Au Sri Lanka, le pape exhorte au respect des droits de l'homme
Le pape François a exhorté mardi au respect des droits de l'homme et à la recherche de vérité au Sri Lanka, à l'amorce d'une visite de deux jours dans ce pays qui peine à cicatriser les plaies d'une longue guerre civile.
Le pape, qui se rendra ensuite aux Philippines, devrait prêcher la réconciliation et l'unité tout au long de ce déplacement qui intervient juste après l'élection surprise d'un nouveau président.
Dans ce pays encore divisé entre cinghalais et tamouls, l'Eglise joue un rôle particulier puisqu'il y a des catholiques au sein des deux communautés.
Le pape a évoqué la réconciliation dès son arrivée à l'aéroport de Colombo dans un pays marqué par les 37 ans de conflit ayant opposé l'armée à la rébellion séparatiste tamoule défaite en 2009.
"La grande oeuvre de réconciliation doit inclure l'amélioration des infrastructures et pourvoir aux besoins matériels mais aussi, et c'est encore plus important, elle doit promouvoir la dignité humaine, le respect des droits de l'homme et la pleine intégration de tous les membres de la société", a-t-il déclaré.
Le respect des droits de l'homme est un sujet extrêmement sensible au Sri Lanka, ses dirigeants ayant refusé de coopérer à l'enquête de l'ONU sur les allégations de crimes de guerre commis contre les civils à la fin du conflit.
"Le processus de guérison demande d'inclure la recherche de vérité", a souligné le pape.
Le pape a été accueilli par le nouveau président Maithripala Sirisena qui vient d'entrer en fonction et a promis une enquête indépendante sur ces accusations de crimes de guerre qui auraient été perpétrés sous la présidence de son prédécesseur, Mahinda Rajapakse.

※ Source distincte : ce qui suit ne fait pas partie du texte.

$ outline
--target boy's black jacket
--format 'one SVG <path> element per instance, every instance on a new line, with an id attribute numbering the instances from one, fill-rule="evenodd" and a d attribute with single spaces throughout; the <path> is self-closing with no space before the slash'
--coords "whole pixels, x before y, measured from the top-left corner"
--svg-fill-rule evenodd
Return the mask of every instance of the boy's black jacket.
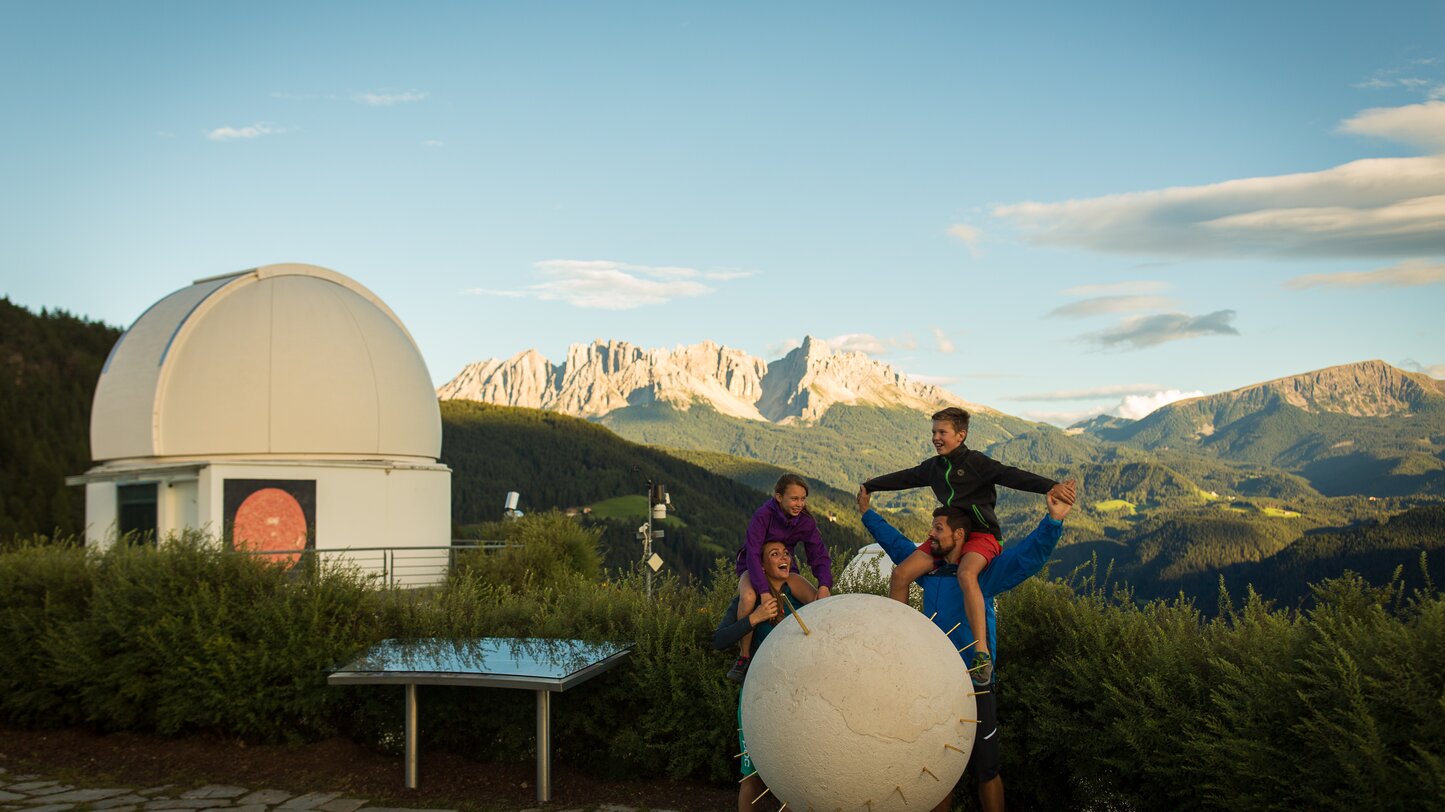
<path id="1" fill-rule="evenodd" d="M 872 493 L 903 491 L 926 485 L 933 489 L 939 502 L 967 511 L 973 519 L 973 529 L 1002 538 L 998 516 L 993 511 L 994 504 L 998 502 L 998 491 L 994 485 L 1017 491 L 1048 493 L 1057 484 L 1048 477 L 1004 465 L 961 445 L 949 454 L 929 457 L 916 468 L 873 477 L 864 482 L 863 487 Z"/>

"Tous les membres de la société doivent travailler ensemble, tous doivent avoir une voix. Tous doivent être libres d'exprimer leurs préoccupations, leurs besoins, leurs aspirations et leurs peurs", a poursuivi le pape.
Apparu en bonne forme et souriant, le pape a déclaré par ailleurs à des journalistes français qu'"il avait prié pour la France et prierait de nouveau pour elle" après les attentats qui ont tué 17 personnes la semaine passée.
- L'Asie privilégiée -
Au Sri Lanka, pays qui compte 70% de bouddhistes, 12% d'hindouistes, 10% de musulmans et 7% de chrétiens, le dialogue inter-religieux devrait être un accent fort du message du pape.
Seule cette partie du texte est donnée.